Enfrentando a poluição do plástico para proteger o ambiente e a saúde pública

https://journals.plos.org/plosbiology/article?id=10.1371/journal.pbio.3001131

  • Publicado: 30 de março de 2021

Uma nova coleção de comentários baseados em evidências explora os desafios críticos enfrentados por cientistas e formuladores de políticas que trabalham para lidar com os potenciais danos ambientais e à saúde dos microplásticos. Os comentários revelam uma necessidade urgente de desenvolver métodos robustos para detectar, avaliar e mitigar os impactos desse contaminante emergente, mais recentemente encontrado em placentas humanas.
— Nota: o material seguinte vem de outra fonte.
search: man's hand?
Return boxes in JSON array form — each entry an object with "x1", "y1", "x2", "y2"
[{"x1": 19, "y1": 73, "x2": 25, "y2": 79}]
Citação: Gross L, Enck J (2021) Confrontando a poluição do plástico para proteger o meio ambiente e a saúde pública. PLoS Biol 19 (3): e3001131.  https://doi.org/10.1371/journal.pbio.3001131

Publicado: 30 de março de 2021

Copyright: © 2021 Gross, Enck. Este é um artigo de acesso aberto distribuído sob os termos da Creative Commons Attribution License , que permite o uso irrestrito, distribuição e reprodução em qualquer meio, desde que o autor original e a fonte sejam creditados.

Financiamento: Os autores não receberam financiamento específico para este trabalho.

Conflito de interesses: Liza Gross é atualmente funcionária remunerada da Public Library of Science.

A produção explosiva de produtos plásticos acessíveis durante a década de 1950 deu início a uma era de vida descartável, alimentada por um vício em conveniência e consumismo, que criou um dos problemas de poluição mais aflitivo do mundo. O plástico, para todos os seus usos, deixou um rastro de detritos desde as fossas oceânicas mais profundas até os confins polares mais remotos. O plástico polui ao longo de seu ciclo de vida, desde o início como um subproduto do refino do petróleo e gás natural, que emite gases de efeito estufa, até sua extremidade resistente à degradação. Os fragmentos estão cada vez mais diminutos de micro e nanoplásticos em correntes atmosféricas, neve alpina, estuários, lagos , oceanos e solos. Os pesquisadores estão encontrando microplásticos no intestino ou no tecido de quase todos os seres vivos que examinam, incluindo as placentas de crianças ainda não nascidas.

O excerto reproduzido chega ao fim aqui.